You mentioned a number of the radical causes “your women” were involved in (abolition, women’s suffrage, anarchism, and so on), and I wonder how (or if) their irreligious views informed their other political views?

I think it’s really difficult to distinguish their irreligious views from their political views. Considering that in this context, being an openly irreligious woman was a very bold decision to make as it labeled a person an immoral monster, it’s not really surprising that for these women it was a very defining component of their identity and political activity. Every time they spoke for things like women’s suffrage and abolition, in some sense they had to also speak for irreligion. In their argumentation, the women relied strongly on the view that religion was harmful, especially for women, and moreover, religious conviction was morally inferior to irreligious one, which was proven by religious argumentation for things like slavery. When the women wrote about their deconversion, they highlighted the moral conflict they perceived to exist with what they felt was right, just and morally correct, and what they were told God had ordered or demanded. The way the women saw it, their work for the rights of slaves and women stemmed from this realization.

There’s been a few works on the relationship between atheism/irreligion and gender in the 19th century (Infidel Feminisms and Rational Mothers and Infidel Gentlemen are two that spring to mind). How does your work fit with this literature? Does your work provide further support for their conclusions or does it offer new interpretations?

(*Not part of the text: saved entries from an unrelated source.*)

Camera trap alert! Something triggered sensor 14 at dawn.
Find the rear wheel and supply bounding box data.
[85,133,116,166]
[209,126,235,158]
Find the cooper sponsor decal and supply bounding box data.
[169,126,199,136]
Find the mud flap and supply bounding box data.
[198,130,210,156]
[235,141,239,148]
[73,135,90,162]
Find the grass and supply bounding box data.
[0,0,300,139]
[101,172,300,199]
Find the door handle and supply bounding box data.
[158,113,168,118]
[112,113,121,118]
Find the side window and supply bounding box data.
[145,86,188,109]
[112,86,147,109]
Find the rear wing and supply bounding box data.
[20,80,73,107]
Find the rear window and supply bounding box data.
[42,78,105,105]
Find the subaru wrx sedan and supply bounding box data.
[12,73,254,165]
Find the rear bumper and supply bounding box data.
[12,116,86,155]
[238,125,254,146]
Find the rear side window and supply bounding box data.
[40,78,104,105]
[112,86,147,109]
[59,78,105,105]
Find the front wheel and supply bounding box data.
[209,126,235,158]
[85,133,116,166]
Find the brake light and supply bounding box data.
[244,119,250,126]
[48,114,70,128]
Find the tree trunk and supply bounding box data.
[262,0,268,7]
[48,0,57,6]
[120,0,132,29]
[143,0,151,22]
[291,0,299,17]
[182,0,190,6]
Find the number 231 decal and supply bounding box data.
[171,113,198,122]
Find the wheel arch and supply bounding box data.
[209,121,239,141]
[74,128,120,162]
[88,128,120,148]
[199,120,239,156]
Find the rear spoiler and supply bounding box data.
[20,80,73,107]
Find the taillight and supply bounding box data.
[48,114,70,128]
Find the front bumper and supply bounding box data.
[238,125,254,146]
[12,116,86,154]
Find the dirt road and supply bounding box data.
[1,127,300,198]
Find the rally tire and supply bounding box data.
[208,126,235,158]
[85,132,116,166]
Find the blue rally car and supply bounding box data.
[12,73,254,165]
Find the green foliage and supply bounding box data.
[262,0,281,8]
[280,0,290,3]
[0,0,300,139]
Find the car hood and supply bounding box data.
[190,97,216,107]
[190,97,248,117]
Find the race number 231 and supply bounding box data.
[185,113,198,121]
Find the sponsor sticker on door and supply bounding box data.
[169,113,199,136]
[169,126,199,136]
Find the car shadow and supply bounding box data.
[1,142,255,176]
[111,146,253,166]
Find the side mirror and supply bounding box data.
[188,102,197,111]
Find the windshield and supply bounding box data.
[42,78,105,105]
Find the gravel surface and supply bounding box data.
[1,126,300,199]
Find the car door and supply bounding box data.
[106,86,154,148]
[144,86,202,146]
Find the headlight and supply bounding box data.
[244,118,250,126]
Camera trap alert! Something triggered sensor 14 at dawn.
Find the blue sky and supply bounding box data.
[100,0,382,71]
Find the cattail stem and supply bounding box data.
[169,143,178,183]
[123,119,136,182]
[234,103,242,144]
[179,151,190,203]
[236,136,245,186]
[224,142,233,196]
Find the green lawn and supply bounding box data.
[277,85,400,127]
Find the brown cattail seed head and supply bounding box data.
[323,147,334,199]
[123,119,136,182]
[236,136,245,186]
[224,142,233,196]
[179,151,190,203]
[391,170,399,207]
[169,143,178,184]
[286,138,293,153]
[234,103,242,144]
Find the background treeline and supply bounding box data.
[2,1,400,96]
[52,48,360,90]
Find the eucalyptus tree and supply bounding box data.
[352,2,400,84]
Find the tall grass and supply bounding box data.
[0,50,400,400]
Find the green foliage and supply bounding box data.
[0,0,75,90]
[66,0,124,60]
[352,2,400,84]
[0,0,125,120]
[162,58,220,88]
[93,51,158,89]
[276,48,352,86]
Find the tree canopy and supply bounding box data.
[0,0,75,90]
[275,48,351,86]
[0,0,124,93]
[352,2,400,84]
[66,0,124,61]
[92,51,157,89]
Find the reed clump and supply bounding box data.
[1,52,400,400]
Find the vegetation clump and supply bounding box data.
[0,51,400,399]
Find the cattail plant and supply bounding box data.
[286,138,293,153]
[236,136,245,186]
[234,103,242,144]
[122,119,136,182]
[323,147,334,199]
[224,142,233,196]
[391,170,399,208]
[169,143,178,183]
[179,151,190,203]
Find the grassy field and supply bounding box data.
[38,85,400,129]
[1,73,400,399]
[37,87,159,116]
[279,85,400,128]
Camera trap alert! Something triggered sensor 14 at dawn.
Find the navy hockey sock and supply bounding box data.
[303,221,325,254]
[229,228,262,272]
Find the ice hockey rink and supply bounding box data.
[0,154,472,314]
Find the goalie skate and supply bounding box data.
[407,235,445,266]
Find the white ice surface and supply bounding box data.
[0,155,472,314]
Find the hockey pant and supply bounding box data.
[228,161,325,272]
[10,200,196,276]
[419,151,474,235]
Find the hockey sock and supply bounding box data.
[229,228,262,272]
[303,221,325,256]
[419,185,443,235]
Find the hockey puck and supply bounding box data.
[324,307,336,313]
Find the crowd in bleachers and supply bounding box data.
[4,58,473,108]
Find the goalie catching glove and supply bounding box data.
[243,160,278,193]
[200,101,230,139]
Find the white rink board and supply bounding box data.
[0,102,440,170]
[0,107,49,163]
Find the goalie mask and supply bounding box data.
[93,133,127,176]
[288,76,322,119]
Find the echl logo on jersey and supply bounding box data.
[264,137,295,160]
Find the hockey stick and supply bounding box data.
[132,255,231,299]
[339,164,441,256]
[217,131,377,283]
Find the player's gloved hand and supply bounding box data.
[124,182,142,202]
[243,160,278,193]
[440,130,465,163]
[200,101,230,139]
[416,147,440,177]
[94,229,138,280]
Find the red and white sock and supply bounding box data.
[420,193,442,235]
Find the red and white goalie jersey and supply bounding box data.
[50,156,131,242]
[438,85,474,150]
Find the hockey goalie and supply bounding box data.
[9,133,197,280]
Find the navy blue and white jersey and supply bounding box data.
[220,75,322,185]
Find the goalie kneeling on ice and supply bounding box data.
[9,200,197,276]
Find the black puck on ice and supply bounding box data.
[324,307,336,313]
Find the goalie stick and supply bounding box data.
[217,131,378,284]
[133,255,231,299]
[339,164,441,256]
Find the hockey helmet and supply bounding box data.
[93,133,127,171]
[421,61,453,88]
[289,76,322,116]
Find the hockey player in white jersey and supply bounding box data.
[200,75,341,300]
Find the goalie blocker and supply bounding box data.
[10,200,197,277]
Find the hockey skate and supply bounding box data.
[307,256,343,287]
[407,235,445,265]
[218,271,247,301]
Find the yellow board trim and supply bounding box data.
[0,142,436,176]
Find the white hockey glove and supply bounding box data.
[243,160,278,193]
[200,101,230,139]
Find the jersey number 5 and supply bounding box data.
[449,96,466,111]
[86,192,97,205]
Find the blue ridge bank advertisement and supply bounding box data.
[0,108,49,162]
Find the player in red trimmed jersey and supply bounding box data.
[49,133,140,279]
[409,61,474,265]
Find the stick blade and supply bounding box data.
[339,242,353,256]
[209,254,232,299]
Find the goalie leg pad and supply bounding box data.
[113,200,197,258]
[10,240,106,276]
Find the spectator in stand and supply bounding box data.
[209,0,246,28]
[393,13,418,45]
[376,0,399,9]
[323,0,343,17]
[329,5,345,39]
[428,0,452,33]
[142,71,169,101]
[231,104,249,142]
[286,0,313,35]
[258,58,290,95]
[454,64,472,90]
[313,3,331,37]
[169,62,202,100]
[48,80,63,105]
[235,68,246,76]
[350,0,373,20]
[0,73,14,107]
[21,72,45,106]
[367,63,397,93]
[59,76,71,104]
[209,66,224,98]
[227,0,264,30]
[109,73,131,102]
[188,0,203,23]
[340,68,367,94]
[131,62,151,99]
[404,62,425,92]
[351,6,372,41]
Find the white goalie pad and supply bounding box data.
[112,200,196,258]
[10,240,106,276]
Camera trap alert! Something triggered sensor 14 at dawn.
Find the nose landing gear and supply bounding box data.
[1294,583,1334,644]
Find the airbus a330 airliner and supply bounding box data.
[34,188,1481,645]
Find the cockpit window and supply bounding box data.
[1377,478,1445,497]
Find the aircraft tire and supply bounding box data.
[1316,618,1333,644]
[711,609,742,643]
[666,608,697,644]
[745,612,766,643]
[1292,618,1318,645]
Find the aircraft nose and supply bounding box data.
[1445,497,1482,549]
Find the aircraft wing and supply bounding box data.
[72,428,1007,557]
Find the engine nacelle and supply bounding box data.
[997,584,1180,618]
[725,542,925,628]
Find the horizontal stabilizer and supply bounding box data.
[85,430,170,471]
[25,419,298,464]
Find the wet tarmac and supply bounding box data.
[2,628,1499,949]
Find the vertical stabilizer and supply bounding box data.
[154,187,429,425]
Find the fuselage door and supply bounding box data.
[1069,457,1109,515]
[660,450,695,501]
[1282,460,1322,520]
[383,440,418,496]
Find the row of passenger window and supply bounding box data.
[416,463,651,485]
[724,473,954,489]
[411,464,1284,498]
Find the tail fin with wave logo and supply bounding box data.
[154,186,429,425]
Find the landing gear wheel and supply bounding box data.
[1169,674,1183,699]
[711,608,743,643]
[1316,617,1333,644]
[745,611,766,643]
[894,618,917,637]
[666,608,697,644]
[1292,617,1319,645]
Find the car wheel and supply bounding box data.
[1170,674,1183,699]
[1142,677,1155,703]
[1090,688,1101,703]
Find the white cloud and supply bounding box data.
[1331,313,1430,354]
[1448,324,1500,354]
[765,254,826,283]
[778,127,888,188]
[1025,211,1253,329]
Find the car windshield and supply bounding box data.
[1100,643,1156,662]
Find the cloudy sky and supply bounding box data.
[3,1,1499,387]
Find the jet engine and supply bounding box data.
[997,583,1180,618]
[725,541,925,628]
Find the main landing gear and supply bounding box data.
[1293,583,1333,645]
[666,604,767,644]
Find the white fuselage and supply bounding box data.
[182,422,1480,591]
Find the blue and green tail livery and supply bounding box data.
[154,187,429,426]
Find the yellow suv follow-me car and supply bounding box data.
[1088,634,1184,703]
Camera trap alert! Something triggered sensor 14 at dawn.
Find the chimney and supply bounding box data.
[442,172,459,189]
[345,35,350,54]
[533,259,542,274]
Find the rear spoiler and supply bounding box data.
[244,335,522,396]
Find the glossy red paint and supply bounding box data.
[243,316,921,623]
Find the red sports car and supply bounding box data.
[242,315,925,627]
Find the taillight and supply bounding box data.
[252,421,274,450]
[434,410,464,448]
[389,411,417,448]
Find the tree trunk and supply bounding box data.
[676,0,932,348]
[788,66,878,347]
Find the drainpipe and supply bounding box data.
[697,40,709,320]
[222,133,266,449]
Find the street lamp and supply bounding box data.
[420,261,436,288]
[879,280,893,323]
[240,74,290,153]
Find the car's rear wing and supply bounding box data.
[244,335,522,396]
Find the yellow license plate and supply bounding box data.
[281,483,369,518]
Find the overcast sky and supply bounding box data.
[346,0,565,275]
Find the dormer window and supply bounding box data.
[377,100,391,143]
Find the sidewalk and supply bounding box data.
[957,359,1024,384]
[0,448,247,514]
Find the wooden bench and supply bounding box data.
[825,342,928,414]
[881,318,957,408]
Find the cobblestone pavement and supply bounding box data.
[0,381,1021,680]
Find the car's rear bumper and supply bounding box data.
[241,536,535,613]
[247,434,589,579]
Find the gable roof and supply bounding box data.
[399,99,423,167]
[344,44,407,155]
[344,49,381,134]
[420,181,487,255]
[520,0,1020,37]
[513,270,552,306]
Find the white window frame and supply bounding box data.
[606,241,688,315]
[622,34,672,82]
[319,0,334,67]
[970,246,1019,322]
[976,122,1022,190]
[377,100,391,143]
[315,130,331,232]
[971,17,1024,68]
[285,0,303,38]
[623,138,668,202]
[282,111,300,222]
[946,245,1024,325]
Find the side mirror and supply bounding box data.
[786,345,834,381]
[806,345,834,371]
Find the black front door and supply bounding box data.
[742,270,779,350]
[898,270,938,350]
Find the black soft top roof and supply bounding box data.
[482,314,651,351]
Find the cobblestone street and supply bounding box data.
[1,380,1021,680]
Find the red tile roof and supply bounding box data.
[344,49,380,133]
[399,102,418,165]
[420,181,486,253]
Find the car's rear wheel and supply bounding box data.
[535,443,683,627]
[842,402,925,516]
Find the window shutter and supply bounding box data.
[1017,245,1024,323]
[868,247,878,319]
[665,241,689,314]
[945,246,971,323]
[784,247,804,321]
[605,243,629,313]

Of course, I’m still at a relatively early stage of my dissertation, so we’ll see where I’ll end up. But I think my approach is different: I will focus more on the individuals and their lives and experiences than to the freethought movement and its connections to the women’s rights movement. Hopefully, my work will not only provide further support for previous research, but also give us new perspectives by approaching the theme from a different angle. I also hope to develop the ways in which we can use non-religion as a category of historical analysis.

What can these women’s experience tell us (if anything) about gender and non-religion today?

One of my favorite anecdotes about Ernestine L. Rose is her discussion with Susan B. Anthony, a close friend and fellow women’s rights advocate. Anthony writes in her diary on April 4, 1854, of her questioning Rose’s uncompromising nature, her way of demanding perfect integrity from herself and others when it came to reform issues such as women’s rights and abolitionism. Rose admitted her guilt, saying she couldn’t help herself, though it sometimes caused her a lot of pain. Anthony wanted to offer sympathy for her anguished friend and offered her a copy of a religious hymn for consolation, which made Rose cry for Anthony’s astonishment. When Anthony, not seeing her mistake in trying to comfort her atheist friend with a Christian text, asked whether she had hurt her feelings, Rose responded: “No, but I expect never to be understood while I live.”

Though a lot has changed since 1854, I’m not certain if Rose would be understood by many even today. Unbeliever women of the nineteenth century were a minority within a minority, as are unbeliever women in the 21st century United States. They craved to share their struggles with others in similar situations, and did their best to find women of past and present to identify with. This was very difficult for pioneers like Rose, but as women wrote about each other and their predecessors during the course of the century, they produced a sort of “alternative history” of unbelief, from the point of view of women. Voltairine de Cleyre, for example, wrote highly of all three, Rose, Slenker and Colman.

However, the women’s writings have later been left out of the historical canon, and today the history of non-religion presented to us is dominated by men. This places unbeliever women currently struggling with their identities in some ways very much in the same position as Rose and her contemporaries. That’s one of the reasons why I want to bring forth those forgotten experiences. I believe they can give us some perspective to the development of non-religious identities and the major role gender has played within that development.

Thanks again for this fascinating interview, Suvi.